42 Pa.C.S. § 9543(a)(2)(i).
. Appellee presumably concedes that the remaining subsections of Section 9543(a)(2)-are not applicable to his Batson claim.
. Moreover, this Court has examined Batson claims within the PCRA framework, albeit without challenges being raised as to the applicability of the PCRA eligibility requirements relied upon here by Appellee. See Commonwealth v. Jones, 590 Pa. 202, 912 A.2d 268 (2006) (finding Batson claim waived); Commonwealth v. Sneed, supra, (holding that while Batson claim was waived, derivative claim that counsel was ineffective for failing to raise the Batson claim is cognizable under the PCRA);. Commonwealth v.
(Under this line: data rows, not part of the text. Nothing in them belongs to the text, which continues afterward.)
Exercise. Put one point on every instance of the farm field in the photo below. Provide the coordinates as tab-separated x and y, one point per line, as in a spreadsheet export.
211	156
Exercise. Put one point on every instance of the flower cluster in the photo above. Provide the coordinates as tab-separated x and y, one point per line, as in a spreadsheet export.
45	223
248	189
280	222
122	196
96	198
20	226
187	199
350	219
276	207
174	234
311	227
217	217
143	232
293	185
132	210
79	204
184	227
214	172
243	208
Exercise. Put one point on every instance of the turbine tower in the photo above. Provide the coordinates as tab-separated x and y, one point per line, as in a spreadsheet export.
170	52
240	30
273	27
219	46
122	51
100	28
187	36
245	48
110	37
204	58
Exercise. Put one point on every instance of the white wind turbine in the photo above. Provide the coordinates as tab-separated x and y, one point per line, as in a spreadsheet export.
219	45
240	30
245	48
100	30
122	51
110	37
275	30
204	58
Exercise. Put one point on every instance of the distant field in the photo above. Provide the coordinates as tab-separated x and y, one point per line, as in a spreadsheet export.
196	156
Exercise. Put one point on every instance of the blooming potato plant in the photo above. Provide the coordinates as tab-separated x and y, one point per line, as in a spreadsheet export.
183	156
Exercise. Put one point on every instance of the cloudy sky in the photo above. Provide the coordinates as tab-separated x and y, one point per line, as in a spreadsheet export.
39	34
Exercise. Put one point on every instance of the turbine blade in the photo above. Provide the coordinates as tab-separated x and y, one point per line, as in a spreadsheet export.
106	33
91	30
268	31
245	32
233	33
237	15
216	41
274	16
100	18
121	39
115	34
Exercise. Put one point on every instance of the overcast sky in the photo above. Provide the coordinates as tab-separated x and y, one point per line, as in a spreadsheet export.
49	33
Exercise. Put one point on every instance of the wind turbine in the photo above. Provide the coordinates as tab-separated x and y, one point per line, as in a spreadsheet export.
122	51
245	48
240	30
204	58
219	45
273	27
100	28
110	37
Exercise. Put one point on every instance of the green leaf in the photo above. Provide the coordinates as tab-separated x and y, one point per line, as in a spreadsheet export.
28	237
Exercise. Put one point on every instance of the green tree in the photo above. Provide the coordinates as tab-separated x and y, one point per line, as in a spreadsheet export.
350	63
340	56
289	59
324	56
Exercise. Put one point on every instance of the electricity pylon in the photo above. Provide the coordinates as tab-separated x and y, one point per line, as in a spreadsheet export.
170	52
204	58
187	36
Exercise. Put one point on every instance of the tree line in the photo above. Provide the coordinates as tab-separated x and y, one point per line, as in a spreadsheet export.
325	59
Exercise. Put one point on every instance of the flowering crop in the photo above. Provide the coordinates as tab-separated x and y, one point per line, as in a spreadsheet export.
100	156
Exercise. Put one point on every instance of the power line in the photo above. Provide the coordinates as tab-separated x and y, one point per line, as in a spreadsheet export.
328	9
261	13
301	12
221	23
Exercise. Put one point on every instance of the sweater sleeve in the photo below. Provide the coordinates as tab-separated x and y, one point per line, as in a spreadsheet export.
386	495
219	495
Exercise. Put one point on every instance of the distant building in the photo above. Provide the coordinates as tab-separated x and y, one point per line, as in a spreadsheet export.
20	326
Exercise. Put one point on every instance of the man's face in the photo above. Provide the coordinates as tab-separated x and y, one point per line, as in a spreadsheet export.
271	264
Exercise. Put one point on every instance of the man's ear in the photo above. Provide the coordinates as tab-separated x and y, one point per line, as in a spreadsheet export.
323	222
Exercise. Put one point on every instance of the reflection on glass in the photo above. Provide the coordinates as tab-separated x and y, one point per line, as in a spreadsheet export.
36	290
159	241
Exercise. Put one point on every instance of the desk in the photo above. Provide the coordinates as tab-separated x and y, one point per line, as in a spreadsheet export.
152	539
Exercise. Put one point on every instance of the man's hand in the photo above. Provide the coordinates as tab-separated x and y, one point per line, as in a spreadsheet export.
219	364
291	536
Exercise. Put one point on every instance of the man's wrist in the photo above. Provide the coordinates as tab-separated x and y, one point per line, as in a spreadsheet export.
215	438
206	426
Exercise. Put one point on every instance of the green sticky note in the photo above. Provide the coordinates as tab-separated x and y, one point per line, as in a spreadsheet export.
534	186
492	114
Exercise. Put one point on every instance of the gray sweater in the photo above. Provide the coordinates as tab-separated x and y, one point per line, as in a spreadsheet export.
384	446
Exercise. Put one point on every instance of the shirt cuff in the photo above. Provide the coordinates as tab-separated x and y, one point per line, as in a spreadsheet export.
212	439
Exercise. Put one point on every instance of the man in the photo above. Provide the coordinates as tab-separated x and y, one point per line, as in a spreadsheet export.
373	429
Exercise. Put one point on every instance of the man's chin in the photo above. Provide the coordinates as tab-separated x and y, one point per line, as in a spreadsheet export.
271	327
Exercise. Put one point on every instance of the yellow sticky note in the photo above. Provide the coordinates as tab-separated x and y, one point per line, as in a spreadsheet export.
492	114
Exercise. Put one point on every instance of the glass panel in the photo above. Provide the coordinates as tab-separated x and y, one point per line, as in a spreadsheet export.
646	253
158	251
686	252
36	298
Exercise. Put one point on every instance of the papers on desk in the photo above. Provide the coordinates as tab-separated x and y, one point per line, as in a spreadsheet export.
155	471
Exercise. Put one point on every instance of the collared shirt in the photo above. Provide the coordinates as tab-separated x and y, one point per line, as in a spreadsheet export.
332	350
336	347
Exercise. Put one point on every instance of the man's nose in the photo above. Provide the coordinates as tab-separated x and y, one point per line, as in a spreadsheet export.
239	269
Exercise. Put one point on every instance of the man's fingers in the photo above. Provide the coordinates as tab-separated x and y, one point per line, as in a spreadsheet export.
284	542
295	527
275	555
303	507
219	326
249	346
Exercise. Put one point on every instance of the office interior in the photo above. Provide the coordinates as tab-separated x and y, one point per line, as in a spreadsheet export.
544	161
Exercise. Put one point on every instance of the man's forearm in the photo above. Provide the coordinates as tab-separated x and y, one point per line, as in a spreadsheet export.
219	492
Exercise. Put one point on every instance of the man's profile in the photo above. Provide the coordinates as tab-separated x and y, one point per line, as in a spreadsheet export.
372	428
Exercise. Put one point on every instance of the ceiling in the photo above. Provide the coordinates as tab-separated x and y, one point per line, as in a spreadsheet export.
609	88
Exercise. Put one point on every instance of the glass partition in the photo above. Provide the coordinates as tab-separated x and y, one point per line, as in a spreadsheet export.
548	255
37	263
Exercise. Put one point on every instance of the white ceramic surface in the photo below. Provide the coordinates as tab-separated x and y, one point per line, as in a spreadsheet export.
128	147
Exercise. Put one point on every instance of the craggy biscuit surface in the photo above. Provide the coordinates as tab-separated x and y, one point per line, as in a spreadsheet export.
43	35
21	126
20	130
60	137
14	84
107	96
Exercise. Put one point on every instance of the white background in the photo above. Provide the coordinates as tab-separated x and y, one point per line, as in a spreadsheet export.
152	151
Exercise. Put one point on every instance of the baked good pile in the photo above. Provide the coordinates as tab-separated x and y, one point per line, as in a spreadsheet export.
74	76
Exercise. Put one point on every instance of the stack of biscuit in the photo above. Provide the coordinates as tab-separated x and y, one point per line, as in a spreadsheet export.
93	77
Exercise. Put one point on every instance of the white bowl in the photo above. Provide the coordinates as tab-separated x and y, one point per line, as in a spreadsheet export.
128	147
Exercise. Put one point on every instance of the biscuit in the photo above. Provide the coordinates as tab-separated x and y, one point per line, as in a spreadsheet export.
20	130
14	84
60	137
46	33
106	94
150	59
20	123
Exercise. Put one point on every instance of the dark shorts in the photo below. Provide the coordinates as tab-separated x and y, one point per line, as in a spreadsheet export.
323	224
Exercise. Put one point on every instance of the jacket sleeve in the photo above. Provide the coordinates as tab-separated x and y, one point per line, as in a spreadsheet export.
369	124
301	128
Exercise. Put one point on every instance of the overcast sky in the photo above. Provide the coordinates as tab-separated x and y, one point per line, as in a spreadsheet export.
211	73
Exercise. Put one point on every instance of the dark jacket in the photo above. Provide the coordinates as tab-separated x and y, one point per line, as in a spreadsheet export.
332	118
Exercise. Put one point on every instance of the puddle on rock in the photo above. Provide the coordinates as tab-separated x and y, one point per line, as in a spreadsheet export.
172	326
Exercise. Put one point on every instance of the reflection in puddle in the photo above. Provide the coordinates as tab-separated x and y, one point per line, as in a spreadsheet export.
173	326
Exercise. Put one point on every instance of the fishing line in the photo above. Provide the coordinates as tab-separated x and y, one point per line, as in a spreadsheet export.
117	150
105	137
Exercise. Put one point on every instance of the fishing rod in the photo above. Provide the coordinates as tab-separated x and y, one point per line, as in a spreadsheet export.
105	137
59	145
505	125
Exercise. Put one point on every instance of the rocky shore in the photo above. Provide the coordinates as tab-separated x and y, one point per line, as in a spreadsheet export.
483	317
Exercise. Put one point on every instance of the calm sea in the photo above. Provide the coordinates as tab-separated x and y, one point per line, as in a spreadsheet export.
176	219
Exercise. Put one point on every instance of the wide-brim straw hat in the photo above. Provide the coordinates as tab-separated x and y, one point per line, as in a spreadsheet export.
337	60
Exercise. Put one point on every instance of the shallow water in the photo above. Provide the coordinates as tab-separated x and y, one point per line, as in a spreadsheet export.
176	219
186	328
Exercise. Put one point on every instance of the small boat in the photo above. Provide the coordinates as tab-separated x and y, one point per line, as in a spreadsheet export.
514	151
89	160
Wharton, 571 Pa. 85, 811 A.2d 978 (2002) (finding Batson claim waived).
. The Commonwealth conceded that the Atkins issue was timely filed. Notes of Testimony of PCRA Hearing dated October 5, 2005, at 6.
. We leave it to the PCRA court's discretion whether a hearing is necessary to explore the Atkins claim and to enable the court to issue a reasoned ruling and opinion on the matter.